3) Nella terza fase (neoscetticismo o neopirronismo) al centro della speculazione sta
il problema della epoché: con Enesidemo e Agrippa compito principale diviene
quello di formulare in modo organico tutte le «obiezioni» (trópoi) opponibili alle
costruzioni dogmatiche. Ma poiché, anche qui, il significato dei trópoi è quello della
negazione radicale dell’esistenza del vero, la negazione non si pone essa stessa come
criterio dogmatico di verità, bensì solo come negazione che nega, oltre il suo oggetto,
anche se stessa, e non dà valore di verità al proprio negare. Anche Sesto Empirico
interpreta allo stesso modo la tropologia, quando afferma che le espressioni scettiche
«si possono annullare da se stesse, circoscrivendo se stesse con le cose di cui si
dicono: così le medicine purganti, non solo cacciano dal corpo gli umori, ma anche se
stesse espellono insieme con gli umori» (Schizzi pirroniani, I, 206).
1
• Lo scetticismo nel pensiero moderno. Mentre lo scetticismo antico conclude
negando la possibilità di qualsiasi verità, in età moderna lo scetticismo si configura
con tratti meno rigidi. Presentandosi piuttosto come affermazione della soggettività
della coscienza. Nel rinascimento - dove l'espressione più significativa dello
scetticismo è rappresentata da Montaigne (Apologia di Raimondo di Sabunda) l'illusione della verità viene ancora una volta dissolta attraverso il rilievo delle
contraddizioni tra percezioni e tra concetti, in cui incorre il soggetto quando voglia
presentarsi come norma unitaria e costante del vero. Ciò che Montaigne contesta al
pensiero moderno è la capacita del sapere umano di cogliere leggi universali del reale
in nome di una pretesa armonia tra l’essere e il pensiero. Ma, di contro al carattere
incerto della conoscenza del mondo esterno, lo scetticismo rinascimentale avverte,
nel campo della morale, il contenuto stabile e positivo dell'autocoscienza, che,
avendo il suo centro di gravità in se stessa, si presenta - in contrapposizione ai
contenuti delle leggi positive, della convenzione e della religione - come espressione
di una legge naturale, nella sua essenza immulabile e identica per tutti. Nel
Settecento, il passaggio dello scetticismo a radicali posizioni soggettivistiche si
compie con la filosofia di Hume. Nel suo pensiero, mediante il ricorso a fattori
extralogici ed extrarazionali, come la credenza e il senso comune, lo scetticismo si
presenta come uno «scetticismo mitigato», che concilia la critica teorica radicale con
l'accettazione di criteri soggettivi del vero, adeguati alle necessità della vita umana.

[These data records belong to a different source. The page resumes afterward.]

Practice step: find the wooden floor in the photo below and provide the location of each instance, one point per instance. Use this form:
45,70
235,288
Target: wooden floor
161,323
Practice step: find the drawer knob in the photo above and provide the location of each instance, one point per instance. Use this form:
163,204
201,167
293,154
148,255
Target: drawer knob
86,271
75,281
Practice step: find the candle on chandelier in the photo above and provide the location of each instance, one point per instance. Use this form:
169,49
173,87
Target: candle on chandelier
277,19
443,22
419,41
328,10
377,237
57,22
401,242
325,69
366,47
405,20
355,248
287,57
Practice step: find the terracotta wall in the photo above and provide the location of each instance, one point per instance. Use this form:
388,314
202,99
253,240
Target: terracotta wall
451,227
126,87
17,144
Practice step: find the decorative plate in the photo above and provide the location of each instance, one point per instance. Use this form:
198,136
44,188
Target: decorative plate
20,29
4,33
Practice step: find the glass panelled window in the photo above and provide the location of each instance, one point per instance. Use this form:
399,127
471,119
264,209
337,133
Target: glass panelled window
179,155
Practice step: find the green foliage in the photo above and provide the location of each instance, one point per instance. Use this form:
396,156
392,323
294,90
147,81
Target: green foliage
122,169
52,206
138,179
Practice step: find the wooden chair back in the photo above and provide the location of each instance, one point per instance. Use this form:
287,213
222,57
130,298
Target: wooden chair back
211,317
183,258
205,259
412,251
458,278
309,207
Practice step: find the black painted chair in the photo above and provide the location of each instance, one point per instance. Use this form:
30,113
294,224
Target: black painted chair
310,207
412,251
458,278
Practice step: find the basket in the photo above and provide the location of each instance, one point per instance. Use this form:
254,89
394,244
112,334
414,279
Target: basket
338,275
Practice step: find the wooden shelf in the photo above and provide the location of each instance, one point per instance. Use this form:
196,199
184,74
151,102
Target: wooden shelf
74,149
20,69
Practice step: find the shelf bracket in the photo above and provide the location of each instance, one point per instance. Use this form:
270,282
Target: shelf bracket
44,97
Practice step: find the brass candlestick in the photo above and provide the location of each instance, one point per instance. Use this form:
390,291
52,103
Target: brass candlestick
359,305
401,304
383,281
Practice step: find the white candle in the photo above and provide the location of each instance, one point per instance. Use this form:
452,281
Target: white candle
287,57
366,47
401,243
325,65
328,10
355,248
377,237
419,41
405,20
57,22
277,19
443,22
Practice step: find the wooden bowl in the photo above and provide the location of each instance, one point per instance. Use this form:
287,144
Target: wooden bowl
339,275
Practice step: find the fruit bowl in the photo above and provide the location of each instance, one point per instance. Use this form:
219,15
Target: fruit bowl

Appare così abbastanza netta l'opposizione tra scetticismo antico e scetticismo
moderno: mentre quest'ultimo si volge soltanto contro il pensiero razionale e pone
come vero il contenuto della coscienza sensibile, lo scetticismo antico, pur
riducendosi anch'esso ai fatti della coscienza, non dà mai loro l'investitura della
verità. IL RISULTATO DI ENTRAMBI È LA SOGGETTIVITÀ DEL SAPERE,
ma mentre i moderni affermano la sensazione come criterio di verità, gli antichi
dimostrano la soggettività di ogni sapere, mettendo in rilievo la non-verità di tutto
ciò che vuol passare per vero, sia esso sensazione o pensiero. La radicalità del loro
dubitare è dunque «la negatività cosciente e universale; come cosciente, essa
dimostra, come universale, estende a tutto la sua non verità dell'oggettivo» (G.W.F.
Hegel. Lezioni sulla storia della filosofia). Ma proprio in questo atteggiamento
radicale di universale negazione della verità oggettiva, lo scetticismo è da
considerarsi, secondo il giudizio di Hegel, non già come «il più pericoloso [...]
avversario della filosofia», ma come momento positivo di essa, che non nega la
mutevolezza delle cose né si sottrae alla necessità della conoscenza pensante.